As a result, they turned loop points into a property that each individual format may or may not have. Want to loop MP3 files at sample precision? Tough luck, time to reconvert to another lossy format. 🙄 This is the exact jank I decided against when I implemented BGM modding for thcrap back in 2018, where I concluded that separate intro and loop files are the way to go.
But OK, we only plan to use FLAC and Ogg Vorbis for the SC-88Pro BGM, for which SDL_mixer does support loop points in the form of Vorbis comments, and hey, we can even pass them at sample accuracy. Sure, it's wrong and everything, but nothing I couldn't work with…
However, the final straw that makes SDL_mixer unsuitable for Shuusou Gyoku is its core sound mixing paradigm of distributing all sound effects onto a fixed number of channels, set to 8 by default. Which raises the quite ridiculous question of how many we would actually need to cover the maximum amount of sounds that can simultaneously be played back in any game situation.
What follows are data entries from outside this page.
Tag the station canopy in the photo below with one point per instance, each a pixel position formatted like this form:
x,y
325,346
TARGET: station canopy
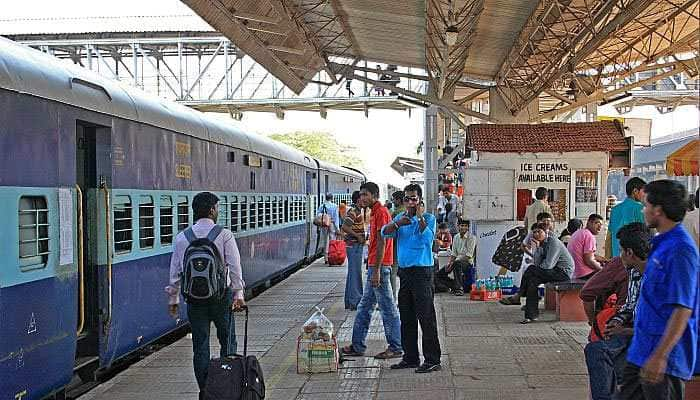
x,y
558,55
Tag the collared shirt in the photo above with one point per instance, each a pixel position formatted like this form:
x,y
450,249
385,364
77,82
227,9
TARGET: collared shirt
x,y
225,243
581,242
539,206
622,214
670,281
415,247
463,247
332,211
380,216
612,279
552,254
625,315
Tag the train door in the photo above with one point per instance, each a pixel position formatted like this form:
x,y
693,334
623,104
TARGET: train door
x,y
93,166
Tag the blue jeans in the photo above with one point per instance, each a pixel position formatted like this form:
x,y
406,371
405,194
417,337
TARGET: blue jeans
x,y
390,314
201,316
605,360
353,281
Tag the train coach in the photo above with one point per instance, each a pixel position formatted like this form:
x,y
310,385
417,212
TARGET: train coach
x,y
96,179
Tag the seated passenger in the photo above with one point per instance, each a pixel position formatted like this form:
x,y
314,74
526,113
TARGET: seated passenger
x,y
582,247
552,263
605,358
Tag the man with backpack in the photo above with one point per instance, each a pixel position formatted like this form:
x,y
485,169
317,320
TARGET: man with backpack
x,y
206,264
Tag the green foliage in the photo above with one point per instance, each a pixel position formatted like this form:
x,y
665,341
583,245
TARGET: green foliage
x,y
321,145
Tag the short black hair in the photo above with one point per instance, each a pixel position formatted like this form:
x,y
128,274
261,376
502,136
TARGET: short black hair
x,y
371,187
594,217
636,237
670,195
634,183
414,187
539,225
202,204
574,225
544,215
540,193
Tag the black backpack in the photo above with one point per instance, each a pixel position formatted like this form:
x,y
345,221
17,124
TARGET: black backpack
x,y
204,270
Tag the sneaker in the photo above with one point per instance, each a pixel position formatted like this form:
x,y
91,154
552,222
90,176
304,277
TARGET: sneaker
x,y
403,364
427,368
388,354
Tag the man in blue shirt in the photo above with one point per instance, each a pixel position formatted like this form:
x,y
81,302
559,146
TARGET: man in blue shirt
x,y
415,231
328,233
665,343
627,212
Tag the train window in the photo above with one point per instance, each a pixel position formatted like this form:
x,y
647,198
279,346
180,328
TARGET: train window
x,y
122,224
261,212
223,212
235,221
183,215
33,232
166,220
146,222
268,211
252,213
244,212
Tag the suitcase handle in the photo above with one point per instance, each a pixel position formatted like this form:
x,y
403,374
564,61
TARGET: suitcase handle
x,y
231,330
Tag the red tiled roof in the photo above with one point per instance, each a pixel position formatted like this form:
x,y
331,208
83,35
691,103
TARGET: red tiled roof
x,y
548,138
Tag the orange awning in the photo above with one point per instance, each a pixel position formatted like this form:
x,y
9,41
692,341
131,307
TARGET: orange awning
x,y
684,161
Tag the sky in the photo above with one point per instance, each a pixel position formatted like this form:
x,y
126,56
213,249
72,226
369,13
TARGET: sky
x,y
379,138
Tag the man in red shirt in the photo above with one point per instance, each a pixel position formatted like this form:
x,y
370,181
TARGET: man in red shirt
x,y
378,287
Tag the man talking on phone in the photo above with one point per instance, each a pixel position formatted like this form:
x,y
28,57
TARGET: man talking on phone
x,y
415,230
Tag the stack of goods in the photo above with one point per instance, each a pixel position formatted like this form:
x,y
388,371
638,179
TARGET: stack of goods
x,y
486,290
317,349
505,282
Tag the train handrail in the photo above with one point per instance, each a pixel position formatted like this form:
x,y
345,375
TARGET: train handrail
x,y
81,265
108,229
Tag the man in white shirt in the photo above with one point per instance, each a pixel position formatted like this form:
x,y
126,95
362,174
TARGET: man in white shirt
x,y
202,313
462,261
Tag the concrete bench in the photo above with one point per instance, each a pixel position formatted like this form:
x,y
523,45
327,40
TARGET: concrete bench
x,y
567,303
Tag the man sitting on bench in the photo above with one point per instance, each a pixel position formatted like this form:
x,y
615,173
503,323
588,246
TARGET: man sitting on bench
x,y
552,263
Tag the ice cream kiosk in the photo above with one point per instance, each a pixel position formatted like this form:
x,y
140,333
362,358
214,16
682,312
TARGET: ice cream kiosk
x,y
508,163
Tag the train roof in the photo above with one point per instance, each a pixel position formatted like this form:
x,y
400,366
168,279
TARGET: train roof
x,y
326,166
30,71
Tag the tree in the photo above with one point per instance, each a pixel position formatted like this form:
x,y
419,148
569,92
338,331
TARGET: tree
x,y
321,145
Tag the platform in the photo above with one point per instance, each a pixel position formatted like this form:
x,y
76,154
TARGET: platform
x,y
487,354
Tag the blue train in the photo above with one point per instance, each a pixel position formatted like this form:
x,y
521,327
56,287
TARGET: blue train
x,y
96,179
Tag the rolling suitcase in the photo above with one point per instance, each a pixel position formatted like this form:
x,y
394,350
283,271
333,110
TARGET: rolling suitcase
x,y
236,377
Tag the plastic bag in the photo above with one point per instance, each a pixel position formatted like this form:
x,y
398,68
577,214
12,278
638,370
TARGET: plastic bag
x,y
318,327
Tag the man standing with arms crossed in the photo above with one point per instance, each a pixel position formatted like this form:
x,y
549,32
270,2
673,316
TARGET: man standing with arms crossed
x,y
415,230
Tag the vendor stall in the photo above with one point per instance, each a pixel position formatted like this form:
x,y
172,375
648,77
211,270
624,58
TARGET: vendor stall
x,y
509,162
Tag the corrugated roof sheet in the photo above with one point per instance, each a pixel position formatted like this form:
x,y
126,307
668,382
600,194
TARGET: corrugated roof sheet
x,y
548,138
121,24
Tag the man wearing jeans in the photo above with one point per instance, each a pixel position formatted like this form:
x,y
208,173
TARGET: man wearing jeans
x,y
202,314
378,289
605,358
415,230
664,347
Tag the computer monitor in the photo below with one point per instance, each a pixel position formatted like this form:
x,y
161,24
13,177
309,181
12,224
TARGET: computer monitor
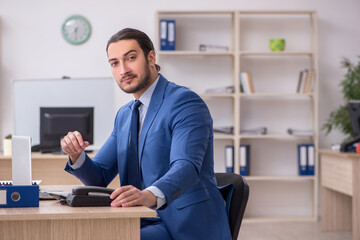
x,y
354,114
56,122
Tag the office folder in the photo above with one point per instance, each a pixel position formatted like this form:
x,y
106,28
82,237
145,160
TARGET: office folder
x,y
21,160
302,159
163,35
171,30
244,159
310,159
229,158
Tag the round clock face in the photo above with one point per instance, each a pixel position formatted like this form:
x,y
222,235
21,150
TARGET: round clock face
x,y
76,29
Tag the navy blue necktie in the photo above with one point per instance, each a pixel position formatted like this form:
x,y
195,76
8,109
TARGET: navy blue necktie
x,y
133,150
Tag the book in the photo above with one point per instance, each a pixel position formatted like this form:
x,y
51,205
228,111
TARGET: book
x,y
306,159
300,132
171,31
310,159
302,159
244,159
163,35
229,158
300,80
228,89
226,130
246,82
254,131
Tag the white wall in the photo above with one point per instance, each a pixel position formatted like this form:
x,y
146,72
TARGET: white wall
x,y
31,45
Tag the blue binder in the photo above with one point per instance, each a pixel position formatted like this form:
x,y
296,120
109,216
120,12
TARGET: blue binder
x,y
163,35
171,31
302,159
19,196
310,159
229,159
244,159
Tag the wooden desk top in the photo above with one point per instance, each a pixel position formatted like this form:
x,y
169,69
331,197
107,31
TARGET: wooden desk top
x,y
351,155
51,210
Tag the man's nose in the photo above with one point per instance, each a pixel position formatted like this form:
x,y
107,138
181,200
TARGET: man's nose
x,y
123,69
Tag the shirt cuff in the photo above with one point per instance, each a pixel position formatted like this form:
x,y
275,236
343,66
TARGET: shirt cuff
x,y
79,162
161,200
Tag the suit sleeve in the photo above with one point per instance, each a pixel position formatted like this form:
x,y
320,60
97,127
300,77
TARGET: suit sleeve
x,y
191,126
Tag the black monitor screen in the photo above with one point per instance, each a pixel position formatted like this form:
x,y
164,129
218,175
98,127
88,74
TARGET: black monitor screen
x,y
354,113
56,122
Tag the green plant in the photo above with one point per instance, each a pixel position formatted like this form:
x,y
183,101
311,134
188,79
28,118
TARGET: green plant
x,y
339,118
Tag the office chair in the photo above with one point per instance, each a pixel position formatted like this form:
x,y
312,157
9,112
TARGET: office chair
x,y
235,191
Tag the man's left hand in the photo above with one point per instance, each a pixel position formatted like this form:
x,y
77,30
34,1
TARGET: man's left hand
x,y
128,196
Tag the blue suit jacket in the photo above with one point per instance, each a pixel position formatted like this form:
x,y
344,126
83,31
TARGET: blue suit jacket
x,y
176,155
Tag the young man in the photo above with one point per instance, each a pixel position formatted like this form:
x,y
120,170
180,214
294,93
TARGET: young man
x,y
168,165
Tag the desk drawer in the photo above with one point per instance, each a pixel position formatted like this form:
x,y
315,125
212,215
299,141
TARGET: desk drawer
x,y
337,174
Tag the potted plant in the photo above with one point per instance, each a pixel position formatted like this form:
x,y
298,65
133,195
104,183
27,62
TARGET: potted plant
x,y
339,118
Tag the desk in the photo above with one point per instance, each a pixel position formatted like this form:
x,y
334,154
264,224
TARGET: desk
x,y
340,190
53,221
49,168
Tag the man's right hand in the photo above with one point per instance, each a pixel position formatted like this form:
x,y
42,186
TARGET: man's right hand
x,y
73,144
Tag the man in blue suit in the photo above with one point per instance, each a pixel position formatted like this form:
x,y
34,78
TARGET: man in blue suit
x,y
173,159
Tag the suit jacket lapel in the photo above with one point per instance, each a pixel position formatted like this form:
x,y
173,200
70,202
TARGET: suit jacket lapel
x,y
154,106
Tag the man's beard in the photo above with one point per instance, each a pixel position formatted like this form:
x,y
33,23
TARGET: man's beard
x,y
143,82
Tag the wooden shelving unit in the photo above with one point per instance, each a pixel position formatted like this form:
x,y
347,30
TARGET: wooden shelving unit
x,y
248,52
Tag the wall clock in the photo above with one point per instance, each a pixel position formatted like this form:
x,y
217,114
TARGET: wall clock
x,y
76,29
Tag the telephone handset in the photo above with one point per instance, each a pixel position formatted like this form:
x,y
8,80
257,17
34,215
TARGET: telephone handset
x,y
87,196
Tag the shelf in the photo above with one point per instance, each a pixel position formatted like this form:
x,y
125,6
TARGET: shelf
x,y
276,95
246,33
276,12
193,53
280,178
190,12
273,136
250,53
220,95
223,136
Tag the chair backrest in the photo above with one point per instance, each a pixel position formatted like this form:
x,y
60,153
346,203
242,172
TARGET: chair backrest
x,y
235,191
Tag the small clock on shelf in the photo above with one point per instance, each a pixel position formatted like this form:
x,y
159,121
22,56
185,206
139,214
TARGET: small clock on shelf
x,y
76,29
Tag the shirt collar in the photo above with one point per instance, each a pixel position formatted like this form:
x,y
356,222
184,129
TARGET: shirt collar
x,y
146,96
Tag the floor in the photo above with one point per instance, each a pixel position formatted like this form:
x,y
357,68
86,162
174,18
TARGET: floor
x,y
289,231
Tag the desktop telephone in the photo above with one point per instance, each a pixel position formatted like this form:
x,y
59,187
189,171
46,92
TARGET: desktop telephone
x,y
88,196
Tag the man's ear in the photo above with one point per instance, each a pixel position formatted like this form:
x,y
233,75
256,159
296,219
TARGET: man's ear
x,y
152,58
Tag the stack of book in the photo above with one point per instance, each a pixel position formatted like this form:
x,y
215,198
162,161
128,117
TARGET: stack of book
x,y
227,89
226,130
244,159
254,131
246,83
300,132
167,35
306,81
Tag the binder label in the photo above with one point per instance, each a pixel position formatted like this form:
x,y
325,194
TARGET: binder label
x,y
2,197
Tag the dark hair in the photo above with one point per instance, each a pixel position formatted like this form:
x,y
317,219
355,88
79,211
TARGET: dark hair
x,y
142,39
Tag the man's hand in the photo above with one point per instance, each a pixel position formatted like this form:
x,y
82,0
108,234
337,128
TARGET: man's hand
x,y
73,144
128,196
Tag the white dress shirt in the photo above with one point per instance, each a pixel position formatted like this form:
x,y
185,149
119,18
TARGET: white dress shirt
x,y
145,100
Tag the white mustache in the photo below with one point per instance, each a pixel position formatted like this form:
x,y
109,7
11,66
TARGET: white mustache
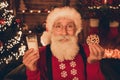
x,y
63,38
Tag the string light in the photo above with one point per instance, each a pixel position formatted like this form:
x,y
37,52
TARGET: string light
x,y
6,50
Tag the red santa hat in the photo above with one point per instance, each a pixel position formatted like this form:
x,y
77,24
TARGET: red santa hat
x,y
63,12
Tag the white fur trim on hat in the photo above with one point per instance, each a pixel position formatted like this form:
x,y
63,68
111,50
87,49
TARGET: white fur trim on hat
x,y
64,12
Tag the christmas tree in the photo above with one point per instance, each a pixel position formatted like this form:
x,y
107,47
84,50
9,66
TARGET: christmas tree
x,y
12,44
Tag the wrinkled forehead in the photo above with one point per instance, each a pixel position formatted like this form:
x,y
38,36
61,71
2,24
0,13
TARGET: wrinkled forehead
x,y
63,20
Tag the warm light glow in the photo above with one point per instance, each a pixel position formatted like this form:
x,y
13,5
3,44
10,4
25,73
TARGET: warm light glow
x,y
105,1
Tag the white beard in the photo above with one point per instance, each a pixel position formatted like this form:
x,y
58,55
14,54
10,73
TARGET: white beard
x,y
64,50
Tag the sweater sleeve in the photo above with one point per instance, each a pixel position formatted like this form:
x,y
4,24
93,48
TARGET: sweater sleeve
x,y
33,75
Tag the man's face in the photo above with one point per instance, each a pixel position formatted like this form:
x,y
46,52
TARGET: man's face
x,y
64,27
63,40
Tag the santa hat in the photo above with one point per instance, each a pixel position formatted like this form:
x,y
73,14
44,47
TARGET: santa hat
x,y
62,12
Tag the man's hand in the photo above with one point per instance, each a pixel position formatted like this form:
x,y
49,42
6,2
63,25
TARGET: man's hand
x,y
96,53
30,59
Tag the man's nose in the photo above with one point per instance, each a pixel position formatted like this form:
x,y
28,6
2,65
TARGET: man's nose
x,y
64,31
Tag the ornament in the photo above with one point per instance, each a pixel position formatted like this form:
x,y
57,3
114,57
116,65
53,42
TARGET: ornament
x,y
2,22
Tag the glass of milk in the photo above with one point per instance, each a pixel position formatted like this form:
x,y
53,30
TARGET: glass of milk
x,y
32,41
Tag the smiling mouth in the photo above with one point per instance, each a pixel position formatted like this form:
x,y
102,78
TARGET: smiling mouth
x,y
64,40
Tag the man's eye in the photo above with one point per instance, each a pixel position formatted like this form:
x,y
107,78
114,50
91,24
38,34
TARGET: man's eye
x,y
70,26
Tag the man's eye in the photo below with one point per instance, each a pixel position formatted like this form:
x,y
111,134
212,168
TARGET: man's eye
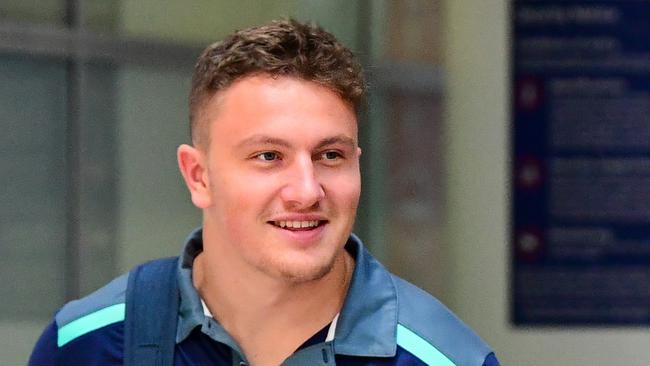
x,y
331,155
268,156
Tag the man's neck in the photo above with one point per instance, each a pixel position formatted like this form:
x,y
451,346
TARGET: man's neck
x,y
269,317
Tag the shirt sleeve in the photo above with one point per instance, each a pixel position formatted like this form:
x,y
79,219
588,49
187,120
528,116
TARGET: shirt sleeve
x,y
45,351
491,360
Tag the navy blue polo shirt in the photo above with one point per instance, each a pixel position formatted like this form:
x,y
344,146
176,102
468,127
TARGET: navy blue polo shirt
x,y
384,321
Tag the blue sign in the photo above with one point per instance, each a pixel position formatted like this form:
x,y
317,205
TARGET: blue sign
x,y
581,162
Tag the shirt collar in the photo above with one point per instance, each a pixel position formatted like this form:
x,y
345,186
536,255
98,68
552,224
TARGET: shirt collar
x,y
366,325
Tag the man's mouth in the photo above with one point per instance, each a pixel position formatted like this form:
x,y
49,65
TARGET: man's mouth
x,y
298,225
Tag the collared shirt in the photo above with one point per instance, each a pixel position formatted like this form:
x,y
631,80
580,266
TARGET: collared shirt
x,y
384,321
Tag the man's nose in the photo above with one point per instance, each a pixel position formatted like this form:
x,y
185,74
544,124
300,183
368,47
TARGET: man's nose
x,y
303,189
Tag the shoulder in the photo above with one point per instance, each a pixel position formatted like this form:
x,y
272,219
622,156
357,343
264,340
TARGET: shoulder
x,y
428,328
86,330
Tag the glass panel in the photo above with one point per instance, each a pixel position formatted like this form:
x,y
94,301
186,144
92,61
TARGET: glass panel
x,y
33,181
100,15
97,175
42,11
155,212
181,22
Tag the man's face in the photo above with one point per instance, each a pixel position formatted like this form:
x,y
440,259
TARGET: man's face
x,y
283,172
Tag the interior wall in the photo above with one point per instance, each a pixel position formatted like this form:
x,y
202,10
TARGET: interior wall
x,y
476,245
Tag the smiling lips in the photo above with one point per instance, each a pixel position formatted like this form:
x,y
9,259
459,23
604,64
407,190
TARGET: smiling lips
x,y
298,225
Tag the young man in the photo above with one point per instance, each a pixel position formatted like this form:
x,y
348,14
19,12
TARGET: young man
x,y
274,276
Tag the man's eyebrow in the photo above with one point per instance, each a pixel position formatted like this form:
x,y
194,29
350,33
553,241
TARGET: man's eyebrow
x,y
268,140
339,139
263,140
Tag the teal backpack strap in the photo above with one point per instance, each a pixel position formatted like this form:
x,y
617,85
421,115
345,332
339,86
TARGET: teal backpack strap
x,y
152,300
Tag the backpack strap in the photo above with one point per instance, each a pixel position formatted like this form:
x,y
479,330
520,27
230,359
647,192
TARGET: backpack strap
x,y
152,300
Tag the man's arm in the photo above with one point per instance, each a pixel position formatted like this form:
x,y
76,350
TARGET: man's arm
x,y
45,351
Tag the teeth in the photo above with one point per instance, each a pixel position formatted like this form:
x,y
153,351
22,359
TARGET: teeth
x,y
297,224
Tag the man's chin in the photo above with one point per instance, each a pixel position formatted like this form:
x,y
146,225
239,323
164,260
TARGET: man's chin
x,y
302,274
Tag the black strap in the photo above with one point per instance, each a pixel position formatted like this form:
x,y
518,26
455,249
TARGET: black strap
x,y
152,300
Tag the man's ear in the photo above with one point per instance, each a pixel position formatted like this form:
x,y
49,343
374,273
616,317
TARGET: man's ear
x,y
191,162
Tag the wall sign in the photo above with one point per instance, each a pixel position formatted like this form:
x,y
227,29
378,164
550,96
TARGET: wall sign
x,y
581,162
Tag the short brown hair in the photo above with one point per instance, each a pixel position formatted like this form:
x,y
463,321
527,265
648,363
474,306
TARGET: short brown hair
x,y
280,48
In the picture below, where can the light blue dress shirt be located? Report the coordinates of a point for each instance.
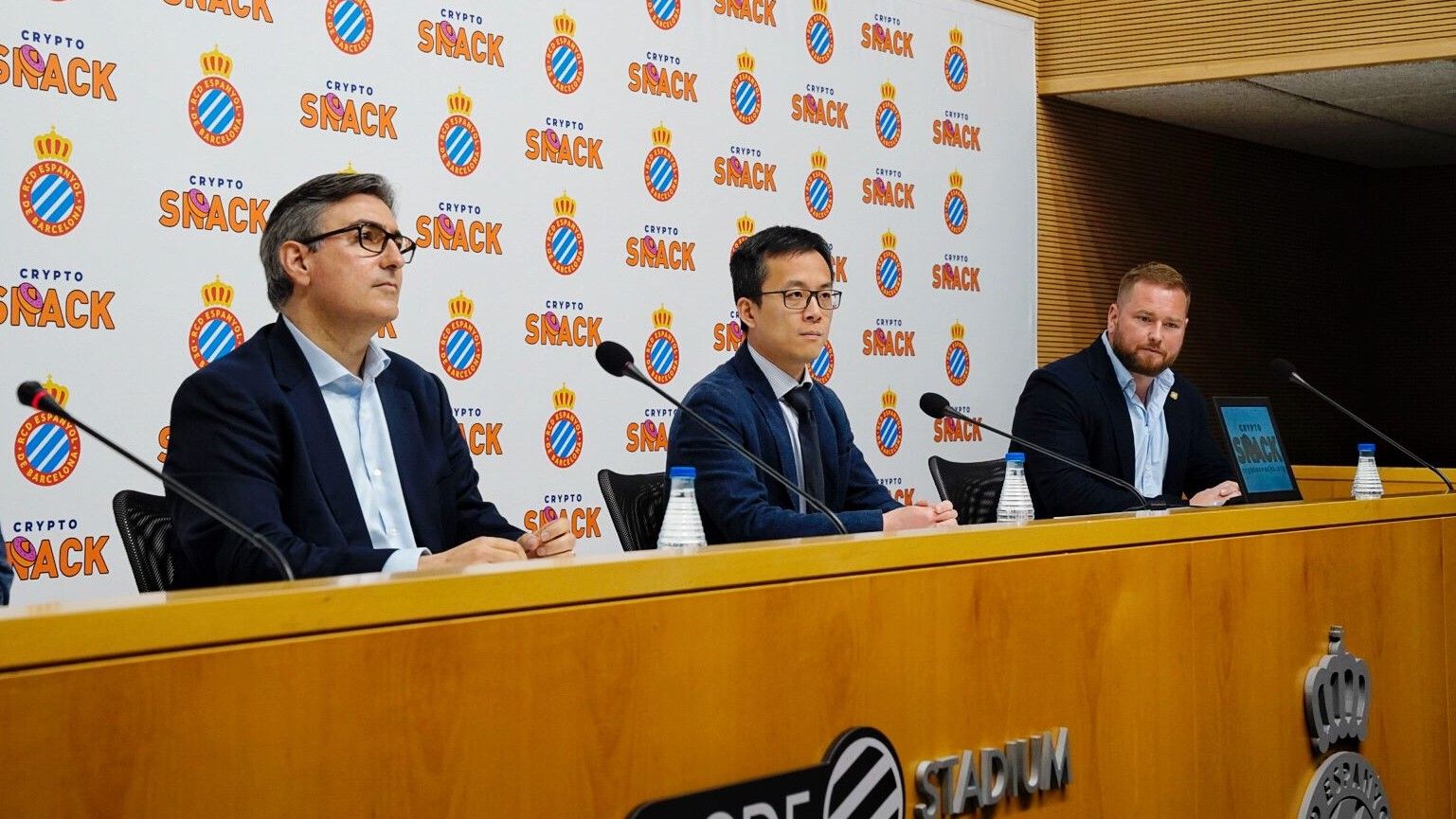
(1149, 425)
(358, 420)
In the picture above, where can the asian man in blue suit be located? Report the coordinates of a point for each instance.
(347, 457)
(764, 396)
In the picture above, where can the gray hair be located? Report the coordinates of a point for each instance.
(297, 214)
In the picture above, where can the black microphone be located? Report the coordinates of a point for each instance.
(935, 404)
(1285, 371)
(618, 361)
(34, 396)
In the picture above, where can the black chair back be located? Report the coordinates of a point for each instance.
(975, 488)
(146, 531)
(637, 504)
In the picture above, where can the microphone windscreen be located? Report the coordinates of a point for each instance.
(1282, 368)
(933, 404)
(613, 358)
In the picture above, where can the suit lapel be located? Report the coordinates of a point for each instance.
(325, 455)
(1116, 406)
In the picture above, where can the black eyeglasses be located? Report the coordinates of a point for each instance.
(371, 238)
(800, 298)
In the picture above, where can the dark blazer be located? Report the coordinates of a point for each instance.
(739, 504)
(251, 434)
(1075, 406)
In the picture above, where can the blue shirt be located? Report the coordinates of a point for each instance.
(358, 420)
(1149, 425)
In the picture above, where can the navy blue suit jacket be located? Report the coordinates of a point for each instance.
(1075, 406)
(251, 434)
(737, 502)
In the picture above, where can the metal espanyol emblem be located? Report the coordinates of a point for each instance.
(1337, 707)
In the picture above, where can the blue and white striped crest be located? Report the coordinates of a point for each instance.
(216, 339)
(350, 22)
(460, 144)
(563, 438)
(53, 198)
(460, 349)
(564, 64)
(216, 111)
(46, 448)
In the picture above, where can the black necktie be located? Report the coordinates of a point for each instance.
(813, 477)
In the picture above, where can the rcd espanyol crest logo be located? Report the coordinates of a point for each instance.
(46, 448)
(887, 116)
(957, 210)
(957, 357)
(51, 197)
(458, 141)
(746, 228)
(745, 94)
(566, 65)
(660, 168)
(818, 34)
(664, 13)
(889, 431)
(214, 108)
(350, 25)
(460, 349)
(823, 365)
(661, 351)
(889, 271)
(818, 191)
(216, 332)
(566, 244)
(1337, 707)
(564, 434)
(957, 67)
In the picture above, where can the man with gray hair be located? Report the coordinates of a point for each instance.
(346, 457)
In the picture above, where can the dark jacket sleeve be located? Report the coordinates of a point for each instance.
(1049, 414)
(225, 447)
(731, 493)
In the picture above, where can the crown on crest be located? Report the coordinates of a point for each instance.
(566, 205)
(53, 146)
(564, 398)
(564, 24)
(57, 392)
(216, 64)
(217, 293)
(461, 306)
(460, 102)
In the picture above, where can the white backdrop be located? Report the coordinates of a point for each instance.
(149, 138)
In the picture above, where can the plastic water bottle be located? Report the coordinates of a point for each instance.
(1014, 505)
(682, 525)
(1368, 476)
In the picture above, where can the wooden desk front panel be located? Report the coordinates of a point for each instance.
(1178, 669)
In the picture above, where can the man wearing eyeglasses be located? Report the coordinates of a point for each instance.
(342, 455)
(785, 293)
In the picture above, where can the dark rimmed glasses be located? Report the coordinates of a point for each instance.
(800, 298)
(371, 238)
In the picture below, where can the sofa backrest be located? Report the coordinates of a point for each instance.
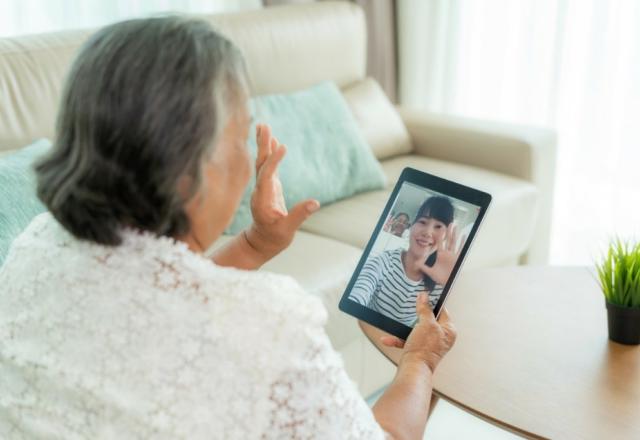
(287, 48)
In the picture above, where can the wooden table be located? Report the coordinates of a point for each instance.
(533, 355)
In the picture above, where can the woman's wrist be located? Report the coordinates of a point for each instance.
(415, 361)
(261, 248)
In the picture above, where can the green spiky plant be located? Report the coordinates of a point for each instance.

The theoretic maximum would be 41, which is the combined sum of individual sound buffer instances of all 20 original sound effects. The practical limit would surely be a lot smaller, but we could only find out that one through experiments, which honestly is quite a silly proposition.
- It makes you wonder why they went with this paradigm in the first place. And sure enough, they actually use the aforementioned SDL core function for mixing audio. Yes, the same function whose current documentation advises against using it for this exact use case. 🙄 What's the argument here? "Sure, 8 is significantly more than 2, but any mixing artifacts that will occur for the next 6 sounds are not worrying about, but they get really bad after the 8^th sound, so we're just going to protect you from that"?

There is a fork that does add support for an arbitrary number of music streams, but the rest of its features leave me questioning the priorities and focus of this project. Because surely, when I think about missing features in an audio backend, I immediately think about support for a vast array of chiptune file formats… 🤪
And wait, what, they merged this piece of bloat back into the official SDL_mixer library?! Thanks for opening up a vast attack surface for potential security vulnerabilities in code that would never run for the majority of users, just to cover some niche formats that nobody would seriously expect in a general audio library. And that's coming from someone who loves listening to that stuff!
At this rate, I'm expecting SDL_mixer to gain a mail client by the end of the decade. Hmm, what's the closest audio thing to a mail client… oh, right, WebRTC! Yeah, let's just casually drop a giant part of the Chromium codebase into SDL_mixer, what could possibly go wrong?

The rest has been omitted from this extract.